The prompt goes something like:
"Help me schedule one month. 3 locations, each needs: 2 people for day shift (9:00-17:00), 2 for night shift (17:00-23:00). Staff list and availability: {list}. Rules: everyone gets at least 1 day off per week, no more than 3 consecutive night shifts, don't schedule anyone on leave. Output as a table."
ChatGPT outputs a Markdown table. Zhou copies it to Excel, makes minor adjustments, and it's ready. From input to finished schedule: 20 minutes.
Of course, things went wrong sometimes. Once ChatGPT scheduled an employee who was on leave. Zhou didn't check carefully, sent it out, and one location was short-staffed that day. After that, he added a second check: "Verify this schedule — is anyone scheduled during their leave? Is anyone working more than 6 consecutive days?"
With this double-check, scheduling errors dropped to nearly zero.

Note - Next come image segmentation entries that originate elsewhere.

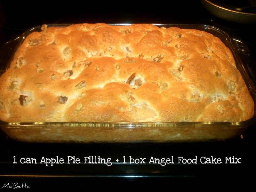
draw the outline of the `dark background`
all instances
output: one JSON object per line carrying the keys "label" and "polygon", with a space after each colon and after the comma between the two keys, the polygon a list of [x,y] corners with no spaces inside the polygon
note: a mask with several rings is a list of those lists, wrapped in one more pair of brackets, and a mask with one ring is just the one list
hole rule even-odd
{"label": "dark background", "polygon": [[[206,10],[199,1],[155,1],[144,3],[123,1],[119,3],[72,0],[43,1],[36,2],[0,0],[0,45],[11,40],[26,30],[44,24],[96,23],[159,23],[207,24],[226,32],[231,38],[245,43],[250,51],[246,56],[255,73],[256,53],[255,24],[233,23],[218,19]],[[5,55],[0,55],[0,57]],[[244,56],[241,56],[243,57]],[[248,60],[249,59],[249,60]],[[144,187],[178,185],[180,189],[216,187],[244,188],[252,184],[255,177],[255,125],[244,138],[227,141],[186,143],[33,144],[14,141],[0,132],[0,191],[6,182],[26,183],[32,191],[45,191],[54,187],[60,191],[86,191],[88,186],[115,189],[122,185],[122,191],[136,191],[135,184]],[[224,159],[234,156],[242,158],[240,164],[101,166],[61,165],[46,167],[40,165],[15,165],[14,155],[40,159],[43,156],[82,158],[100,155],[122,159],[124,155],[159,158],[202,156]],[[115,158],[115,159],[116,159]],[[229,180],[229,179],[231,180]],[[192,180],[193,184],[184,182]],[[95,184],[97,184],[95,185]],[[96,187],[96,188],[95,188]],[[77,189],[74,190],[76,189]],[[159,188],[158,188],[159,189]],[[172,188],[171,188],[173,189]],[[145,188],[144,188],[145,189]]]}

The Ledger: Costs vs. Returns
Zhou broke down the numbers for me. Over 3 months:
- Midjourney subscription: ~200 RMB/month, 600 RMB for 3 months
- ChatGPT Plus: ~150 RMB/month, 450 RMB for 3 months
- Canva: free tier is enough, 0 RMB
- Total tool cost: ~1,050 RMB for 3 months
What he saved:
- Menu design outsourcing: previously ~12,000 RMB/year for 4 changes, now DIY — saved ~3,000 RMB in 3 months
- Review reply time: previously 3-4 hours/week at ~60 RMB/hour — saved ~2,880 RMB in 3 months
- Scheduling time: previously 1 day/month — saved 3 days in 3 months, worth ~1,800 RMB in daily output
- Better ratings from proper review replies → platform traffic boost → ~200 extra orders/month — ~12,000 RMB extra revenue in 3 months
Total benefit: ~20,000 RMB in 3 months, on 1,050 RMB investment. Zhou's words: "Better ROI than running a restaurant."
Zhou's 3 Honest Truths
Finally, I asked Zhou what advice he'd share with other restaurant owners. He thought for a while and said three things:
Truth 1: "Don't be afraid of AI — it's more useful than the intern you hired." Zhou says he was scared at first, thinking AI was high-tech that a cook couldn't understand. Then he realized: ChatGPT is just something that works when you talk to it. Like training a new hire, except this one's online 24/7, costs no salary, and never throws a tantrum.
Truth 2: "Always review what AI produces before sending it out." Whether it's review replies or schedules, Zhou always reads through before hitting send. AI occasionally makes stupid mistakes, but if you eyeball it, you're fine. "It's a good helper, but not your boss. You make the final call."
Truth 3: "Don't wait — just start using it." Zhou says many restaurant owners he knows are aware of AI but keep saying "let me wait and see." His attitude: tool subscriptions cost a few hundred RMB a month. The cost of trying is basically zero. What are you waiting for? "Just start using it. You'll figure out where it helps as you go."
After talking with Zhou, I had one deep realization: the biggest barrier to AI adoption isn't technology — it's mindset. Zhou can't code, can't use advanced Excel features, but he has something many bosses don't: willingness to try.
A 43-year-old restaurant owner who can barely pronounce the word "prompt" is saving more time and money with AI than many tech-industry people who scroll AI news every day.
This is what AI adoption actually looks like — not in a lab, but in a fast-food joint in Chengdu.